As I made my way slowly, slowly back from rehearsal on Sunday through road closure after road closure, I felt like I was experiencing everything I don’t like about Britain- terrible traffic, white vans and a deeply sadistic approach to the general public from the wise heads who run the nation’s crumbling transit system.

However, as I turned off of the closed M6 Motorway for several hours of detours and re-routing (including the closure of the A 49, the only real alternative to the M6, I was reminded of what I love about this country when I turned on Radio 3, which can still astound and amaze. Within seconds I recognized the first act of Messiaen’s St Francis of Assisi, being performed live at the Proms under the direction of Ingo Metzmacher.

What a credit this show was to the Proms- a piece of staggering dimensions on every level, performed at the highest level, presented intelligently. The Netherlands Opera and the Hague Orchestra have recently finished a run of the piece, and you can tell they know the piece backwards and forwards- played with such mastery, Messiaen’s astounding work can be heard for the masterpiece it is.

In the end, Britain was cruel in its kindness- a few more diversions and tractors blocking the road, and I would have heard the whole piece before I got home- three hours late is not enough some days. As it is, I’ve got to download Act III from the R3 website.

Even not getting to the end of the piece, I was pretty sure that Messiaen wouldn’t face a serious challenge for the supreme highlight of the summer. But the last week of a good Prom season as a way of stacking highlights on top of each other in absurd, wonderful abundance. After my HSO rehearsal Monday night, I turned on the radio again to hear the end of the Scherzo of Mahler 6. I haven’t gotten the Proms schedule this year, so I had no idea who I was listening to, which is a refreshing way  to listen.

The stunning clarity and imaginative playing of the winds in the final bars of the Scherzo told me right away this was one of the world’s great orchestras. In the following Andante and Finale (the movement order also told me the conductor was more interested in musical structure than polemics, as he didn’t adapt the trendy Andante-Scherzo order).

Anyway, long story short, the next 45 minutes were a joy- orchestra playing on the highest level.

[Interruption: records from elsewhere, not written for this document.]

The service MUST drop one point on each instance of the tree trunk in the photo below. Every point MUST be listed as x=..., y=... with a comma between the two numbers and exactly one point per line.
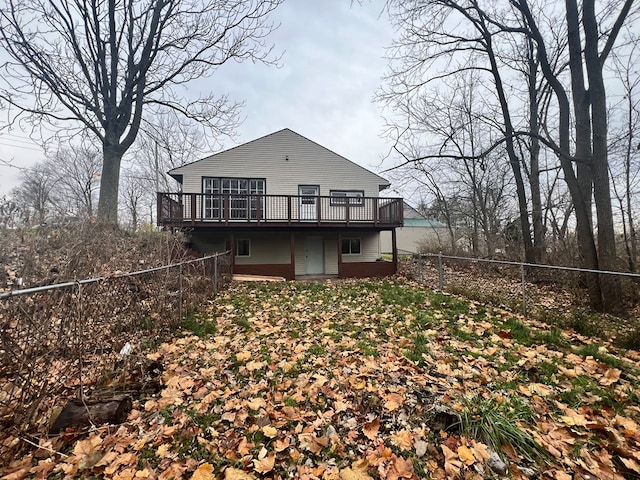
x=109, y=184
x=78, y=414
x=514, y=161
x=534, y=162
x=607, y=259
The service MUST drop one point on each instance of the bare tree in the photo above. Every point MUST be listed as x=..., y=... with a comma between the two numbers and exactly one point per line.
x=9, y=212
x=75, y=170
x=133, y=194
x=105, y=66
x=446, y=38
x=34, y=194
x=624, y=164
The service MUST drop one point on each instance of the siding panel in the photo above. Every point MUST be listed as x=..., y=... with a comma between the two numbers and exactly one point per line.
x=286, y=160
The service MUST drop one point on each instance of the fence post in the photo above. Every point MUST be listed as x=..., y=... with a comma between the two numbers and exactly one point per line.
x=180, y=304
x=524, y=291
x=215, y=275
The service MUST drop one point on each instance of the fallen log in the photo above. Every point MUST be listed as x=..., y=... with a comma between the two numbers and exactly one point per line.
x=78, y=413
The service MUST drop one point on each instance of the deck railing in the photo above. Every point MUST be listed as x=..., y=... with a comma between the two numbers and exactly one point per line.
x=175, y=209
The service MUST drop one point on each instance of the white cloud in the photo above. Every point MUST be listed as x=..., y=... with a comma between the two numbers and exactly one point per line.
x=331, y=67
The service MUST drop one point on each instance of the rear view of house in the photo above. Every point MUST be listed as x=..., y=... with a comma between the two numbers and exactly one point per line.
x=285, y=206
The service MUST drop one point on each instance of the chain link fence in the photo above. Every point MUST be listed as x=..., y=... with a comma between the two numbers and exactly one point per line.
x=61, y=340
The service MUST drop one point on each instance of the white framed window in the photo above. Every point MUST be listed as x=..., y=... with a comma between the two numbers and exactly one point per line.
x=341, y=197
x=351, y=246
x=246, y=197
x=243, y=247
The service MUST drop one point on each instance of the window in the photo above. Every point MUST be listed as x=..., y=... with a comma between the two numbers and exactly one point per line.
x=351, y=246
x=245, y=197
x=243, y=247
x=340, y=197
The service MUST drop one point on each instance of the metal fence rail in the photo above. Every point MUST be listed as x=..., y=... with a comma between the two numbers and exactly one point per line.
x=523, y=266
x=57, y=340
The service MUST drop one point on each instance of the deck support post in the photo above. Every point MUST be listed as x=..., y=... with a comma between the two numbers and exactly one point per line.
x=292, y=249
x=339, y=255
x=394, y=249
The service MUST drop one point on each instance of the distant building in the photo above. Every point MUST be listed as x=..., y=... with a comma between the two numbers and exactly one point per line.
x=417, y=233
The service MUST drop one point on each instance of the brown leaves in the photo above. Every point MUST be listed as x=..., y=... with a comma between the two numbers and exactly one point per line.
x=294, y=396
x=371, y=428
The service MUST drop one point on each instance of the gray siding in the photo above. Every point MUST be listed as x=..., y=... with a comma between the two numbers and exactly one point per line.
x=370, y=247
x=286, y=160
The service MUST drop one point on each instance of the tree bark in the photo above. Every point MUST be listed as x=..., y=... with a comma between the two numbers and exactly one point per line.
x=109, y=184
x=78, y=414
x=534, y=160
x=611, y=289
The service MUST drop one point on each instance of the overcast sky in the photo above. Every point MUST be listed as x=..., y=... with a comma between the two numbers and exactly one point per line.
x=332, y=64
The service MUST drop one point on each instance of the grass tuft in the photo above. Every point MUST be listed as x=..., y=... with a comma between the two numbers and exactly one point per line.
x=497, y=423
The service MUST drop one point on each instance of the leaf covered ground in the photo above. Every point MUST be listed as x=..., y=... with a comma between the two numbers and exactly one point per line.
x=366, y=379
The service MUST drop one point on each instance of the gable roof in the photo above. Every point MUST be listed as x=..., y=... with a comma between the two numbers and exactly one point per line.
x=266, y=140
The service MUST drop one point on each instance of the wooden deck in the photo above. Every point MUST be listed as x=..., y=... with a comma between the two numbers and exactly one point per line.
x=286, y=211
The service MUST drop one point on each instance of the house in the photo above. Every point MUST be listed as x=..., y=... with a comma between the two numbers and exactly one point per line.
x=417, y=233
x=285, y=206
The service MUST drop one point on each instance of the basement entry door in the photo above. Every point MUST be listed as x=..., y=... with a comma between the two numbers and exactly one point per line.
x=314, y=255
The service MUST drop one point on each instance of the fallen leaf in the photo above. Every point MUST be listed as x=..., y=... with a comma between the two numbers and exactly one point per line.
x=357, y=471
x=466, y=455
x=403, y=439
x=266, y=464
x=452, y=464
x=203, y=472
x=269, y=431
x=370, y=429
x=236, y=474
x=420, y=447
x=610, y=377
x=244, y=355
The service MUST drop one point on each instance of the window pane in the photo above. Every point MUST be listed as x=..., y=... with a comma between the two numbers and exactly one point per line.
x=243, y=247
x=345, y=246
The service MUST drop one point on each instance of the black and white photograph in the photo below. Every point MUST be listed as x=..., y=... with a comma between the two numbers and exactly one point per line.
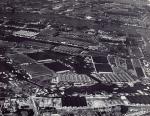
x=74, y=57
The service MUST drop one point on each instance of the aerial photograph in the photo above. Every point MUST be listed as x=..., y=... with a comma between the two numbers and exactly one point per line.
x=74, y=57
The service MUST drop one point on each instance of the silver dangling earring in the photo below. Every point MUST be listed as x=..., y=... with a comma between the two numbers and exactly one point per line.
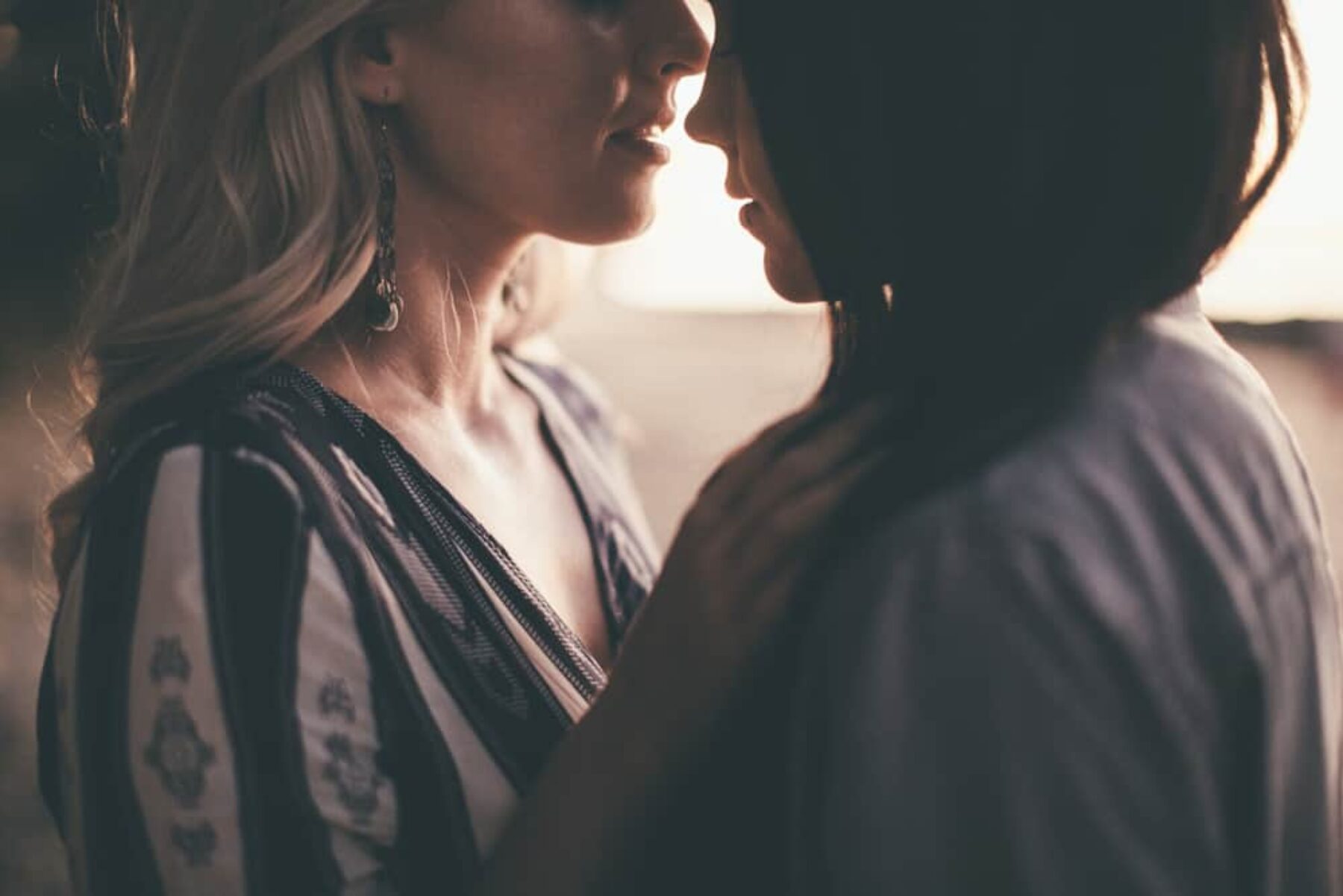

Brass with seemingly limitless power, but never forcing or over playing, beautifully in balance with the strings. Virtuosic, thoughtful woodwinds solos. String playing of warmth, richness and searing intensity. Just as I was sure I was hearing one of the great orchestras in the world, so I was quickly becoming sure of which orchestras and conductors I was not hearing.

The question of the conductor was most interesting because I could think of almost nobody alive with that grasp of structure, balance, color, pacing, and with the ability to make an orchestra play with so many layers of sound. By the midway of the Finale, I was down to one name- Bernard Haitink seemed to me the only musician I knew of alive today who can get a performance of such intense sophistication. However, my last encounter with him on Mahler 6 lacked the kind of fire and direction this performance had in abundance.

I knew Haitink has been working in Chicago, and the CSO were certainly one of the few bands on earth with the ability to play at that level, but I’d seen a lot of weak concerts in Chicago in the 90’s, something heartbreaking after idolizing the band as a teenager.

I found myself hoping I had it right, because I like Haitink and I like the CSO, but it’s a lot to hope for to hear a great conductor in his 80’s conducting with the energy of a 40 year old and the wisdom of a centenarian., and an orchestra playing the very best they ever had in their long history. I wanted it to be the CSO brass playing so beautifully and balanced. I wanted the CSO to have a conductor worthy of their abilities. If it turned out to be one of those guys, I was going to be deeply embarassed and a little sad. Let it be Bernie.

And it was.

So, hat’s off to Big Bad Bernie, world’s greatest living conductor by quite a bit, and the CSO, who just, as we say in the sporting world, made a statement to the whole league.